Heard:                                    2 June 2021

Judgment:                             3 June 2021

 

Plaintiff’s Counsel:               Adv. N. Mabena

Instructed by:                        N T Mdlalose Incorporated

Defendant:                            No representation


[1] The Regulations I refer to are those published in Government Gazette No 31249 as the Road Accident Fund Regulations under GNR of 21 July 2008 as amended by Notice R347 of Government Gazette 36452 of 15 May 2013.

[2] Geldenhuys & Joubert v Van Wyk and another; Van Wyk v Geldenhuys & Joubert and another
[2005] 2 All SA 460 (SCA).

[3] Section 23(1) provides for a three-year prescription period for section 17 claims. However section 23(3) provides: Notwithstanding subsection (1), no claim which has been lodged in terms of section 17 (4) (a) or 24 shall prescribe before the expiry of a period of five years from the date on which the cause of action arose.’

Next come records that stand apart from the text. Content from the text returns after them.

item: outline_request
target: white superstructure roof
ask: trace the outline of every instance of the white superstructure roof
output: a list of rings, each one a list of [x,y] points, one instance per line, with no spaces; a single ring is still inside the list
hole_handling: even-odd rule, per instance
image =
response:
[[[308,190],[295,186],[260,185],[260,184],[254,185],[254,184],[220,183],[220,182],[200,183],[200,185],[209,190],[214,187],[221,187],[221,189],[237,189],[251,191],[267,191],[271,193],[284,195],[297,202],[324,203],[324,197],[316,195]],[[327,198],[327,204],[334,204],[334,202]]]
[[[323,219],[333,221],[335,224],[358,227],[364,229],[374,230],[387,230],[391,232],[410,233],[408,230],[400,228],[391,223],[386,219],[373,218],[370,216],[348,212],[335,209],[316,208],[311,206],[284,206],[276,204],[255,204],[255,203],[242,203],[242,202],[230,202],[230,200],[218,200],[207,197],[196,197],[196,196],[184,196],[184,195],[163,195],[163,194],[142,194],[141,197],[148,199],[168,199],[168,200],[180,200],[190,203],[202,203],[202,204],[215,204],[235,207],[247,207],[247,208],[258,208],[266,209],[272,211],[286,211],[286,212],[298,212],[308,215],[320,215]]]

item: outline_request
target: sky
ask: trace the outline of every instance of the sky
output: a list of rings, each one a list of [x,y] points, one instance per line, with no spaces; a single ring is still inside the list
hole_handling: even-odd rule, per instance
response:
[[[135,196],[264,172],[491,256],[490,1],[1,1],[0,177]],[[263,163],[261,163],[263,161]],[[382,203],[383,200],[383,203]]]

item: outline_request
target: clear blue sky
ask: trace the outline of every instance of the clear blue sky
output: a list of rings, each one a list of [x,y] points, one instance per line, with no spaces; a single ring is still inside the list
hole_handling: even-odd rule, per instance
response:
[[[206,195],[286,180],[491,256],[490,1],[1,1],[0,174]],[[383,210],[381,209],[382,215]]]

[4] Notably, however, Adams J did not pertinently identify prescription as an issue for trial although in view of the plaintiffs’ practice note, the RAF may reasonably regard it as embraced in the reference to liability and merits.

[5] Section 24(5) provides: If the Fund or the agent does not, within 60 days from the date on which a claim was sent by registered post or delivered by hand to the Fund or such agent as contemplated in subsection (1), object to the validity thereof, the claim shall be deemed to be valid in law in all respects.